NU Localization via Wi-Fi through RSSI/BSSID Pair Training
Timeline: Fall 2025
Location: Boston, MA, USA
Skills:
For the final project in the Robotics Sensing & Navigation (EECE 5554) course at Northeastern University, I worked with two peers to develop a Wi-Fi localization system using RSSI/BSSID Pair Training.
I worked on the development, implementation, and evaluation of learning-based localization methods to estimate planar position from WiFi signal data. This involved,
- Designing regression models that take BSSID-indexed RSSI measurements as inputs and output estimated (x, y) coordinates
- Implementing these models as a ROS2 prediction node that integrates with the system-wide sensing and filtering pipeline
- Performing data analysis and quantitative evaluation to assess localization accuracy and system efficacy
My other 2 team members, Jack and Ben, focused on complementary system components like the Sensing and Filtering aspects of the pipeline. This included the ROS2 Wi-Fi driver, custom message definitions, low-pass filtering of raw RSSI measurements, and Kalman filtering for temporal smoothing. My development of the core inference layer of the localization system is wrapped in a ROS2 Python Node with a regression training Python script.
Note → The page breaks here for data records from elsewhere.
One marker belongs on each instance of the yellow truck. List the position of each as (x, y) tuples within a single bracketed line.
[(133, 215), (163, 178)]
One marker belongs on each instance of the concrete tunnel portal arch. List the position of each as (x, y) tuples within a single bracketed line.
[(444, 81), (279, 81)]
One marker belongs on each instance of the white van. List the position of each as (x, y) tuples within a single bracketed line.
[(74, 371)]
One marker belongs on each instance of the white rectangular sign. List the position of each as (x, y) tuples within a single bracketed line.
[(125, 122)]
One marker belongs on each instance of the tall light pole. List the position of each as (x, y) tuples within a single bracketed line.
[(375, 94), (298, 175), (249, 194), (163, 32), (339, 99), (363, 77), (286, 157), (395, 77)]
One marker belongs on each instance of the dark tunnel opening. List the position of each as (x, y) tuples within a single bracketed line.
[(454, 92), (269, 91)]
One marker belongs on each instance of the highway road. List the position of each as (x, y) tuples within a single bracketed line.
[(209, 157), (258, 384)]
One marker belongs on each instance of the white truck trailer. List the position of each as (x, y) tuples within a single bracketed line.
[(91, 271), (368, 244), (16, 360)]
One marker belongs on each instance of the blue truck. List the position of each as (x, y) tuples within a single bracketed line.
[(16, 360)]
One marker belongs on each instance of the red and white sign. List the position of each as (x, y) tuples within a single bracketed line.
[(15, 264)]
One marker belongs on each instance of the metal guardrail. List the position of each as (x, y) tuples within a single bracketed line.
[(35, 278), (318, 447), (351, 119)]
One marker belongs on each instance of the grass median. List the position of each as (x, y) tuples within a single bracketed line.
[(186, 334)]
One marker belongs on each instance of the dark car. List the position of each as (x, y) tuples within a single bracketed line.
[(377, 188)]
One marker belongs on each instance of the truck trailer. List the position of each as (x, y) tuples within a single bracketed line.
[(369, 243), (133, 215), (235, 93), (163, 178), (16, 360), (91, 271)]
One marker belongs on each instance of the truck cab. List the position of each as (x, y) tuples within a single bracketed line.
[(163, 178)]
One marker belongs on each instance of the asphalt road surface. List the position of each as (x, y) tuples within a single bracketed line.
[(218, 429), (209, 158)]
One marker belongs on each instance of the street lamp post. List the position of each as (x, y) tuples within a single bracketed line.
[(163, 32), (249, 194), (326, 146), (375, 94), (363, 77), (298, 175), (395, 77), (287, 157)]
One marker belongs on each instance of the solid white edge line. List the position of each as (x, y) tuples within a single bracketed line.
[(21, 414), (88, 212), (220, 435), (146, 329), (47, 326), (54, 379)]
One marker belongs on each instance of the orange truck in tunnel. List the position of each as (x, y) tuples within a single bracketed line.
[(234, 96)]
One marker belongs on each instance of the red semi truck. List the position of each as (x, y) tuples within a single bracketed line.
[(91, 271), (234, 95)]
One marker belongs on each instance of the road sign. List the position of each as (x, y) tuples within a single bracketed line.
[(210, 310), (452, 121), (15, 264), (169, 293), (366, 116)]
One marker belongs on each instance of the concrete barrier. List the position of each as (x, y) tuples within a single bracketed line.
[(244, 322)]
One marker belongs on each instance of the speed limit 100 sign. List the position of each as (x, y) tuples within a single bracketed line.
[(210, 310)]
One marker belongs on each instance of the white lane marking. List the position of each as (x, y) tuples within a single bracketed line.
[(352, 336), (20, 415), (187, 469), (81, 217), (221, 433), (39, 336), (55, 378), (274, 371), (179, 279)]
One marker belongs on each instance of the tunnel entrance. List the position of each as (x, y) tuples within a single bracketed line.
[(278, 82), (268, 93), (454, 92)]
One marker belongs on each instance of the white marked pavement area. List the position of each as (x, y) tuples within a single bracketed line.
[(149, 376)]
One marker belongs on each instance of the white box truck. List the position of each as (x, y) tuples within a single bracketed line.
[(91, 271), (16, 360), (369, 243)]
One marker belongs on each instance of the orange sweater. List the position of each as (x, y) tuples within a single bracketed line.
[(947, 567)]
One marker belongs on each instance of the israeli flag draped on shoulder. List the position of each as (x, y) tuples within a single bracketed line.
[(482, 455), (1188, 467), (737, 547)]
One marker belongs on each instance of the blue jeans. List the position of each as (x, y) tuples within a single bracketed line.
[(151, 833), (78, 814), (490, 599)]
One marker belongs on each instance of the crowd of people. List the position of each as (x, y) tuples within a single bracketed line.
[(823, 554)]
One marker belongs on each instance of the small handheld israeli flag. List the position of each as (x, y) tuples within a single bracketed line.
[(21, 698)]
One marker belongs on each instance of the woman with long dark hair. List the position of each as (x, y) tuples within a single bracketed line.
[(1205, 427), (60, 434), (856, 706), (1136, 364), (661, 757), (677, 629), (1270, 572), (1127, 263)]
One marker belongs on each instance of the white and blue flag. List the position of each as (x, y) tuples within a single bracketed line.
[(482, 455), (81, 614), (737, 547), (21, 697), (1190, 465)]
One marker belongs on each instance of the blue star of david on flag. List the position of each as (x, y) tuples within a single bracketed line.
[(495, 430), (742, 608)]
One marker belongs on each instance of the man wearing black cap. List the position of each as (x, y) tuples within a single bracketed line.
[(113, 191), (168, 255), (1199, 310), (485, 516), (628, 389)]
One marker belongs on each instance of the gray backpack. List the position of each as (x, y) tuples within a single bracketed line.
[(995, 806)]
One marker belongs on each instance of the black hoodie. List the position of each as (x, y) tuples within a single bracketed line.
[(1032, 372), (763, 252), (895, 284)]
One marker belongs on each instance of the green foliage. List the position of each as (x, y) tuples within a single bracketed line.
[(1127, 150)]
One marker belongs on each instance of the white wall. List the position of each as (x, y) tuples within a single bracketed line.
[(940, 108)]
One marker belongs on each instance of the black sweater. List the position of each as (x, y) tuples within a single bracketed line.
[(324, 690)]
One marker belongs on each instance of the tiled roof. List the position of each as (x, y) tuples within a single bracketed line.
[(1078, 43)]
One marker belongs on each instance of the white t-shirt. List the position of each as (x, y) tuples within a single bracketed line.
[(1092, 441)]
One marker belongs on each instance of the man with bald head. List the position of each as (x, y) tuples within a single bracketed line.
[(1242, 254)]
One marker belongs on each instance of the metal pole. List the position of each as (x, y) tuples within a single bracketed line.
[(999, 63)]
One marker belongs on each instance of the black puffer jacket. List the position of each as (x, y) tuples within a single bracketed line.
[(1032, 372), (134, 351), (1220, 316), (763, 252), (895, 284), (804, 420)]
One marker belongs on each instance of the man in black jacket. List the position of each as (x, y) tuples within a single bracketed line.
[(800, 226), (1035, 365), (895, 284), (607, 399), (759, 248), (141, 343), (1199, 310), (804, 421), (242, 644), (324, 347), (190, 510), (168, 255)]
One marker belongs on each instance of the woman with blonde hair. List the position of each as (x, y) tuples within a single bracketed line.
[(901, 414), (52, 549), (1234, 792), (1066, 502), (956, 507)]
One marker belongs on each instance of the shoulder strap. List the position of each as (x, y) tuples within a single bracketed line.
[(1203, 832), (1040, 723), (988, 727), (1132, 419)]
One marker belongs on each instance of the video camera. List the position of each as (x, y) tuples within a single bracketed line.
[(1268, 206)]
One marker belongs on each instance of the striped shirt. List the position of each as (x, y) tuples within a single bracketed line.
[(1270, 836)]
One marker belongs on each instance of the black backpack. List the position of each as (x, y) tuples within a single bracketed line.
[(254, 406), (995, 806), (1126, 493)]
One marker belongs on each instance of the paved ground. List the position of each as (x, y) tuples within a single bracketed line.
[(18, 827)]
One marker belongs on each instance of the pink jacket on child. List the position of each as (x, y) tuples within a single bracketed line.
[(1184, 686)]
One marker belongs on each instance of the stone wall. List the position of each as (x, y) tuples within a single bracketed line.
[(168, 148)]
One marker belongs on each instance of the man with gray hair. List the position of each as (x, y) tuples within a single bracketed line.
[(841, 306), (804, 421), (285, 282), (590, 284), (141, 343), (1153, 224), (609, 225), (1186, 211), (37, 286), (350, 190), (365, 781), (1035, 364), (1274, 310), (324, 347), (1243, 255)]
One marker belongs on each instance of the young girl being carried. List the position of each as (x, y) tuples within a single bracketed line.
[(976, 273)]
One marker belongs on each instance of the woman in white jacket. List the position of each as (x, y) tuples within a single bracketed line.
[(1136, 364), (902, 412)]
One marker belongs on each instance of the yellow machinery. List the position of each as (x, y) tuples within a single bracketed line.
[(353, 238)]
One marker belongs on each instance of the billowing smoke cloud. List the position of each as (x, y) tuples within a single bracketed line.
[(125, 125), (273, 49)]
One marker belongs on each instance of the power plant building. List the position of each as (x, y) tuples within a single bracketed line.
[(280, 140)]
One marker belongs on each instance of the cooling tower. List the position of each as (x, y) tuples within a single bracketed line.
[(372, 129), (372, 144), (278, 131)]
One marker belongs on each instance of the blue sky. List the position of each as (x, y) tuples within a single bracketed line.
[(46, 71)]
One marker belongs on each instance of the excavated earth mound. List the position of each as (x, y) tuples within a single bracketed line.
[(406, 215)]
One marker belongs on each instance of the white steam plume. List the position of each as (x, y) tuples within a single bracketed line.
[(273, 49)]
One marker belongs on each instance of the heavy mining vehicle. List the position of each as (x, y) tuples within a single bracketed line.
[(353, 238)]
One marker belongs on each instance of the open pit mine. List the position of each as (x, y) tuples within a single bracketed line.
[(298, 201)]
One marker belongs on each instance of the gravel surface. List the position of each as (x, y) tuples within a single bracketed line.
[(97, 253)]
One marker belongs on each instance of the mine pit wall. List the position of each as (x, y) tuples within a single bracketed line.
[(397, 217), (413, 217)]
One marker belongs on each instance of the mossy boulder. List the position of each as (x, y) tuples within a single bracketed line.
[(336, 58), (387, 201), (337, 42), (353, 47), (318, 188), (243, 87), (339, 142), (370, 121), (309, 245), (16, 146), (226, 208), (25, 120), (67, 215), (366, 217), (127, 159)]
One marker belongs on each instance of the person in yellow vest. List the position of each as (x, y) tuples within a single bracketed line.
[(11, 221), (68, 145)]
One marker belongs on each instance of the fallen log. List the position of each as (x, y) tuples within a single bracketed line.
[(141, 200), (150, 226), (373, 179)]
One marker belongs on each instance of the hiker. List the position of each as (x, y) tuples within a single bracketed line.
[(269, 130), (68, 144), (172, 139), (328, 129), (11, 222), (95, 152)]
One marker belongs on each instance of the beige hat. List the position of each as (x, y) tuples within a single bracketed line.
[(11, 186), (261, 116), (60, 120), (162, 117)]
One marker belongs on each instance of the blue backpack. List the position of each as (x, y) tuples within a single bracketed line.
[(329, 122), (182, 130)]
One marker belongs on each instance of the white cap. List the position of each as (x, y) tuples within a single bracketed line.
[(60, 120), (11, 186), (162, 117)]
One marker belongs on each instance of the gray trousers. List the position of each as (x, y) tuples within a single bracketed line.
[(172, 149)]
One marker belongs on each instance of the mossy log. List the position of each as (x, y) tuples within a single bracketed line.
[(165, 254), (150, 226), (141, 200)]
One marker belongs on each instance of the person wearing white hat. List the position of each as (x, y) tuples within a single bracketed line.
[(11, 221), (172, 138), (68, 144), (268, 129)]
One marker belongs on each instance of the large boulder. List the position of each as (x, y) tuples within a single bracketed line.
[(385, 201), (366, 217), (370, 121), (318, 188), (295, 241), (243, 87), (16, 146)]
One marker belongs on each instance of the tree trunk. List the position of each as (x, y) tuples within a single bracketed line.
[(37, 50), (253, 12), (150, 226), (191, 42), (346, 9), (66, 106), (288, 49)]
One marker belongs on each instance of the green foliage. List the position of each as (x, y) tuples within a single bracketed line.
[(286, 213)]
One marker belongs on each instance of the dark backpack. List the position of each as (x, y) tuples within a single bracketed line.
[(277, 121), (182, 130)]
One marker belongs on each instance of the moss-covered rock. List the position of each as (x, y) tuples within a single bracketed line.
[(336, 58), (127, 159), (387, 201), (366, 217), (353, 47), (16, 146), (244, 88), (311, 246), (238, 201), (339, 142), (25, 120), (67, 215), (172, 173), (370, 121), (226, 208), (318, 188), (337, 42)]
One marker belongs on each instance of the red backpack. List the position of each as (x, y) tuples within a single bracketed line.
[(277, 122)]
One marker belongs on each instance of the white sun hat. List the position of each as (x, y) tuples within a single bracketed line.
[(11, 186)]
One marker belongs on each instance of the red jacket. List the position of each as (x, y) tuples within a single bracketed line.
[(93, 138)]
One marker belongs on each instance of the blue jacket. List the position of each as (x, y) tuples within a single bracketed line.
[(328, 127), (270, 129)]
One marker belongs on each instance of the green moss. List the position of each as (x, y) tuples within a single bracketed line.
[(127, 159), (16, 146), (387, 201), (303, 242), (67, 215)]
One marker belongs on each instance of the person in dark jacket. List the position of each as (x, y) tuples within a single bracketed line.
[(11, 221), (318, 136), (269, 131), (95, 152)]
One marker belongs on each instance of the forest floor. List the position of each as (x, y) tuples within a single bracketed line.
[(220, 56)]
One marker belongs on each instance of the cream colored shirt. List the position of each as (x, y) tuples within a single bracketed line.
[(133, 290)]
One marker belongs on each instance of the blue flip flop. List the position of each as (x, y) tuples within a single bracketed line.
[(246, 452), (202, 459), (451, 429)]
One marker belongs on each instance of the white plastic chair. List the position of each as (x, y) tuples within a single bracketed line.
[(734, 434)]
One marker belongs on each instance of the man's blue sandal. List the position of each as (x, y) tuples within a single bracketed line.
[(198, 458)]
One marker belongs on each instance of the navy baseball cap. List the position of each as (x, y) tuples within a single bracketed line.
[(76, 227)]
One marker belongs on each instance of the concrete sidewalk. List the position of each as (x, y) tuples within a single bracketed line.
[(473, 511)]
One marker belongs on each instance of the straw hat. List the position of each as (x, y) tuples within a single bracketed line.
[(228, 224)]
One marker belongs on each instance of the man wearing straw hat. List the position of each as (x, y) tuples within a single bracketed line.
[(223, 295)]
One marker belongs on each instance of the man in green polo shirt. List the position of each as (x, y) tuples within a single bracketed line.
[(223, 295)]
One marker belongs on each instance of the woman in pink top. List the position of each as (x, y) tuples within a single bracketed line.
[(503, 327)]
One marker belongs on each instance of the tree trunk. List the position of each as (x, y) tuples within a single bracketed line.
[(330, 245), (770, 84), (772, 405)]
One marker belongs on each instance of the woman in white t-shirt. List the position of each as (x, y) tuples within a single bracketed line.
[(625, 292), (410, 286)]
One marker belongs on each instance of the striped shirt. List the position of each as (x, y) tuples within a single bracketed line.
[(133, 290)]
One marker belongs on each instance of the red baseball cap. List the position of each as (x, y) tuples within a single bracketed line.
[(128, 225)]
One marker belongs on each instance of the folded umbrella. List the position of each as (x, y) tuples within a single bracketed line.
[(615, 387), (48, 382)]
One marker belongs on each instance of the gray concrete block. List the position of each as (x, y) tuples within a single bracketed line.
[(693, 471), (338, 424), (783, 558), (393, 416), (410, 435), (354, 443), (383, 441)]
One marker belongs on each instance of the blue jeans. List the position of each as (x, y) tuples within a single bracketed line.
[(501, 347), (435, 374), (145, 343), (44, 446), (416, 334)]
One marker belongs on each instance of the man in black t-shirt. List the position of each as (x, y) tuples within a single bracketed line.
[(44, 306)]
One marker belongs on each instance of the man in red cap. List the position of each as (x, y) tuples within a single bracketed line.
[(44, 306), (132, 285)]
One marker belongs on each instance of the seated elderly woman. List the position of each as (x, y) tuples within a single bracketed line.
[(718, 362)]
I followed a process of analysing the data, experimenting with various models, and producing the necessary results for filtering.
Sensing Modality Data Challenges:
- High dimensionality & sparsity: Only a subset of all the access points for each Wi-Fi scan
- Measurement noise & temporal variability
- Nonlinear spatial relationships Despite these challenges, Wi-Fi was chosen for its infrastructure-free and low-cost sensing capabilities.
Data Representation + Preprocessing
Wi-Fi scans recorded consisted of variable-length access point observations, which are incompatible with standard regression models. To address this, I used a fixed-dimensional representation indexed by BSSID. I used mean imputation to handle the missing RSSI values. As a result, the consistently observed access points were incorporated into the model. I also implemented a variance-based feature selection to remove access points with low informational content.
Candidate Modeling Approaches
I implemented 3 approaches, each with increasing complexity.
- Lazy learning or fingerprinting: Evaluated as an initial baseline due to their simplicity but they scaled poorly with dataset size and did not provide reasonable estimates. Downstream probabilistic filtering was probably necessary to address accuracy concerns in the training dataset.
- Gaussian Process Regression (GPR): Trained a single multi-output GP and observed its ability to model nonlinear relationships while quantifying predictive uncertainty.
- Multi-output regression formulations using GPR: Two independent GPs, one for each spatial dimension (x, y), which yielded the highest predictive accuracy.
Results
Gaussian Process Regression, when combined with structural preprocessing and careful kernel design, was shown to be well-suited for Wi-Fi-based indoor localization. We successfully achieved 2-Dimensional localization with sufficiently accurate position estimates.
Please note that GenAI was used to debug and help develop this regression, as this project was my first introduction to Machine Learning. I used it as an opportunity to learn as much as I could while keeping up with the rapid development timeline.